A.Temyiz Yoluna Başvuranlar

Bölge Adliye Mahkemesinin yukarıda belirtilen kararına karşı süresi içinde davacı vekili temyiz isteminde bulunmuştur.

B. Temyiz Sebepleri

Davacı vekili temyiz dilekçesinde özetle; istinaf dilekçesindeki itiraz nedenlerini yineleyip dava konusu yerin zeminde tamamen yol vasfında olduğunu, başka bir amaç için kullanılmasının da mümkün olmadığını, yol kapatılmış olsa da davacı tarafın taşınmazlarına gidecek başka bir yol bulunmadığını bildirerek ve önceki beyanlarını tekrarla kararın bozulmasını talep etmiştir.

C. Gerekçe

1. Uyuşmazlık ve Hukuki Nitelendirme

Dava, kadastro öncesi nedene dayalı tapu iptali ve tescil; tapu iptali ve yol olarak terkin istemlerine ilişkindir.

2. İlgili Hukuk

3402 sayılı Kadastro Kanunu’nun 14. ve 16. maddeleri.

3. Değerlendirme

1. Dosya içeriği ve toplanan delillerden; dava konusu (A) ve (B) harfi ile gösterilen kısımların 122 ada 221 parsel sayılı taşınmaz sınırları içerisinde bulunduğu, kadastro çalışmaları sonucu Sivas ili, İmranlı ilçesi, Maden köyünde bulunan 122 ada 221 parsel sayılı, 500,94 m2 yüz ölçümlü, kargir iki samanlık ve arsası vasıflı taşınmazın irsen intikal, taksim ve kazandırıcı zamanaşımı zilyetliği nedeniyle davalıların murisi ... adına tespit edildiği, kadastro tespitinin 03.08.2006 tarihinde kesinleşmesi ile ... adına tescil edildiği, eldeki davanın ise 02.02.2018 tarihinde açıldığı; dava dışı 122 ada 220 parsel sayılı, 1.745,48 m2 yüz ölçümlü, tarla vasıflı taşınmazın ise irsen intikal, taksim ve kazandırıcı zamanaşımı zilyetliği nedeniyle davacının murisi ... adına tespit ve tescil edildiği anlaşılmaktadır.

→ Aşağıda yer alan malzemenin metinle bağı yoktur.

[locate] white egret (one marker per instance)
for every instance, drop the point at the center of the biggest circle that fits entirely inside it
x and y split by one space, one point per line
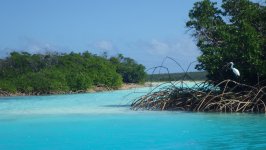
235 71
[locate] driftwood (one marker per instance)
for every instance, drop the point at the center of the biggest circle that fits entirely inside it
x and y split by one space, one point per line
205 97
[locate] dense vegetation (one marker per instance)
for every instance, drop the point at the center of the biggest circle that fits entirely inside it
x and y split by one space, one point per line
234 32
197 76
52 73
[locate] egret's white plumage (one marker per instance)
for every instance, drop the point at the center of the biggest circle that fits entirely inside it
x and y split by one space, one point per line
235 71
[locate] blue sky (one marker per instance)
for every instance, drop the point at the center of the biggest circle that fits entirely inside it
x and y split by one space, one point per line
146 30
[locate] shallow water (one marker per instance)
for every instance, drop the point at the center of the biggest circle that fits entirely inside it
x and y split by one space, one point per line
105 121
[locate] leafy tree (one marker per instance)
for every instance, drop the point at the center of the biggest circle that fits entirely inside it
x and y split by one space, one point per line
129 69
234 32
53 72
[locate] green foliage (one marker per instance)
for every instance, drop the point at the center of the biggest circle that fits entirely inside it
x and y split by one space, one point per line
53 72
129 69
236 32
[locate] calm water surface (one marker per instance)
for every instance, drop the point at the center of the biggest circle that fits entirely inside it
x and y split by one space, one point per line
105 121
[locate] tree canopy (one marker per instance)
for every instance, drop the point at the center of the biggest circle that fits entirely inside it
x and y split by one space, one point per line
53 72
233 32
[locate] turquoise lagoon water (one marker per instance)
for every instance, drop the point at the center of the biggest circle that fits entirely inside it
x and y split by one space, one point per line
105 121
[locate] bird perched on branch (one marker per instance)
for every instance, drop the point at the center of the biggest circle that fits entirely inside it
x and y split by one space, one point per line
235 71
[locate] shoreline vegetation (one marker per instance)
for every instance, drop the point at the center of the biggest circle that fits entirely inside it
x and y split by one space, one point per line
22 73
231 33
227 96
124 86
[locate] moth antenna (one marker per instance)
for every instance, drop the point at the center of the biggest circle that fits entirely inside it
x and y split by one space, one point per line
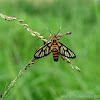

2. Bölge adliye mahkemelerinin nihai kararlarının bozulması 6100 sayılı Kanun'un 371. maddesinde yer alan sebeplerden birinin varlığı hâlinde mümkündür.

3. Temyizen incelenen karar, tarafların karşılıklı iddia ve savunmalarına, dayandıkları belgelere, uyuşmazlığa uygulanması gereken hukuk kuralları ile hukuki ilişkinin nitelendirilmesine, dava şartlarına, yargılama ve ispat kuralları ile kararda belirtilen gerekçelere göre usul ve kanuna uygun olup davacı vekili tarafından temyiz dilekçesinde ileri sürülen nedenler kararın bozulmasını gerektirecek nitelikte görülmemiştir.

VI. KARAR

Açıklanan sebeplerle;

Davacı vekilinin temyiz itirazının reddi ile temyiz olunan Bölge Adliye Mahkemesi kararının 6100 sayılı Kanun'un 370. maddesinin birinci fıkrası uyarınca ONANMASINA,

Aşağıda yazılı 157,75 TL bakiye onama harcının temyiz eden davacıdan alınmasına,

Dosyanın İlk Derece Mahkemesine, kararın bir örneğinin Bölge Adliye Mahkemesine gönderilmesine,

02.12.2024 tarihinde kesin olmak üzere oy birliğiyle karar verildi.